# Scotch Drinkers



## dfrisa1 (Dec 18, 2008)

I am trying to branch out into Scotch, since my last :bx with Gin got me :bn from the stuff, for life. I am a Beer and Rum guy at heart but I have come to enjoy a good Scotch with a good cigar every once and a while. 

In any case I have tried some very expensive Scotches thanks to a few well off friends, Glenn Fiddich 28 yr and Glenn Morangie 32yr, but at $300+ a bottle, let's just say its above my pay grade. So I have stuck to my favorites Glenn Levit 12, and Glenn Morangie 10.

Does anyone have any suggestions?


----------



## lphunter2 (Mar 14, 2007)

Try a bottle of BALVENIE 12 YEAR SINGLE MALT DOUBLE WOOD about 50.00 a bottle, it compares with the much more expensive Scotch's. Nice and smooth with a hint of sherry.


----------



## Greenwit (Sep 15, 2005)

Macallan 12....their youngest but still very drinkable.

Aberlour 12....has a hint of cherry and yummy.

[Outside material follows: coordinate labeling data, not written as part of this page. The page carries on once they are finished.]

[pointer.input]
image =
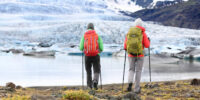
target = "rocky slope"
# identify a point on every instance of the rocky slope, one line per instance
(184, 15)
(174, 90)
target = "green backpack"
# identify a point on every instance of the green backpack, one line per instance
(134, 41)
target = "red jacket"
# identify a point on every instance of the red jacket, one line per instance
(145, 42)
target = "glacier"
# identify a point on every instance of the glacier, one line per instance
(26, 23)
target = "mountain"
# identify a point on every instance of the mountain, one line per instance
(184, 15)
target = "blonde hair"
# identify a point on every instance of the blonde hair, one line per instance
(138, 22)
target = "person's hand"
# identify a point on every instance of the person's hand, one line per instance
(149, 39)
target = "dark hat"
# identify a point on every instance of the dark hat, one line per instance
(90, 26)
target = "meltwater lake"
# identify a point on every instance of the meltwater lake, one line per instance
(66, 69)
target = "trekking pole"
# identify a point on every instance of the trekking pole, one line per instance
(82, 73)
(149, 65)
(100, 79)
(124, 73)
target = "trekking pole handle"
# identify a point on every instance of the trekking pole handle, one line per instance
(149, 39)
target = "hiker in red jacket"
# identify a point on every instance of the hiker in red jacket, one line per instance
(134, 44)
(92, 45)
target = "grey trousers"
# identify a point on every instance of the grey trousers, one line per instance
(95, 62)
(135, 68)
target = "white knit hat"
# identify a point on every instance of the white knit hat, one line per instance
(138, 22)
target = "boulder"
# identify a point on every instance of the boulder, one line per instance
(42, 97)
(19, 87)
(11, 85)
(40, 53)
(45, 45)
(131, 96)
(16, 51)
(195, 82)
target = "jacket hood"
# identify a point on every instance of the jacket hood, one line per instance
(143, 29)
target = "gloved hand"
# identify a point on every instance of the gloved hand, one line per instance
(149, 39)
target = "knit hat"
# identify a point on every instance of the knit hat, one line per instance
(138, 22)
(90, 26)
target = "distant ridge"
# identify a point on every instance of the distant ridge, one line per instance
(184, 15)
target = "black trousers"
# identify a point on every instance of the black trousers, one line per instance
(95, 62)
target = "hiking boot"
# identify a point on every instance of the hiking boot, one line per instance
(129, 89)
(95, 86)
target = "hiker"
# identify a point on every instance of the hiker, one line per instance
(91, 44)
(136, 40)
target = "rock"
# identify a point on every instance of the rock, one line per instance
(7, 89)
(40, 53)
(72, 46)
(3, 91)
(6, 51)
(16, 51)
(169, 83)
(151, 85)
(131, 96)
(195, 82)
(188, 95)
(45, 44)
(91, 92)
(115, 98)
(42, 97)
(18, 87)
(177, 85)
(11, 85)
(149, 98)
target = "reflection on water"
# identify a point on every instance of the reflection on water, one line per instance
(66, 70)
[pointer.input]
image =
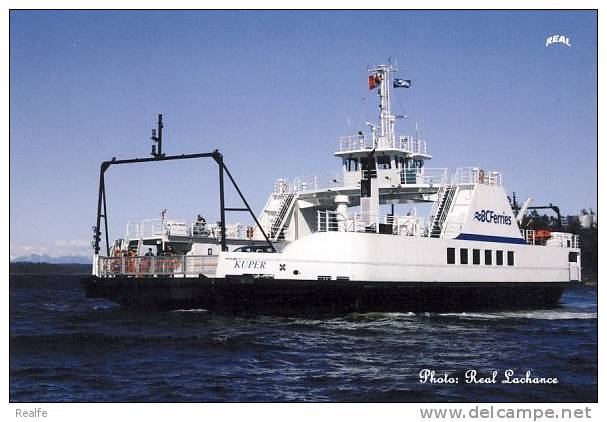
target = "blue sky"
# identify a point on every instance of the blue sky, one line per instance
(273, 91)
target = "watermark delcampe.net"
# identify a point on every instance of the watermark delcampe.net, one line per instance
(558, 39)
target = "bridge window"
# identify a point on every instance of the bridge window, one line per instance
(463, 256)
(476, 256)
(510, 258)
(488, 254)
(351, 164)
(499, 257)
(383, 162)
(450, 255)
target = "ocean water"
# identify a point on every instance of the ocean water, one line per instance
(65, 348)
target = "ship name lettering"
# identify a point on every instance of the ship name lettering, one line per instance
(250, 264)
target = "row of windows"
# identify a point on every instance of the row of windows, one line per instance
(383, 163)
(476, 257)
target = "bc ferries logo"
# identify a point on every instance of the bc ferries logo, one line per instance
(489, 216)
(561, 39)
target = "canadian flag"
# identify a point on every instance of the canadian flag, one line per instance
(373, 81)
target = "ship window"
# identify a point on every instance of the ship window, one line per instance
(476, 256)
(383, 162)
(510, 258)
(463, 256)
(351, 164)
(450, 255)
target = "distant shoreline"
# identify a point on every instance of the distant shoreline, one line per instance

Tobermory 10....not very well known but it may be my favorite.

Laphroaig 10.....hated it at first as it tastes like lighter fluid to the beginner. But I've grown to like this quite a bit.

:martini:


----------



## andspencer (Dec 18, 2007)

You can't go wrong with The Glenlivet... all of them are pretty good!


----------



## jkalach (Dec 30, 2008)

If you're looking to try new things, you also might try a good bourbon with a cigar. I find this is a great combo. I prefer Knob Creek, which is fairly reasonably priced.


----------



## Tango (May 5, 2008)

Absolutely cannot go wrong with:

Talisker 10 years (without a douth the best single malt out their for the price!)

Lagavulin 16 years.

These are my 2 top choices.

Try the Talisker!:lol::lol::lol:

Cheers


----------



## awsmith4 (Jun 5, 2007)

lphunter2 said:


> Try a bottle of BALVENIE 12 YEAR SINGLE MALT DOUBLE WOOD about 50.00 a bottle, it compares with the much more expensive Scotch's. Nice and smooth with a hint of sherry.


:tpd:My go to Scotch


----------



## Lexxxus (Feb 20, 2008)

The previously mentioned Balvine is wonderful and my personal fave for under $70 (Cdn) is 15 year old Dalwhinnie. Delightful!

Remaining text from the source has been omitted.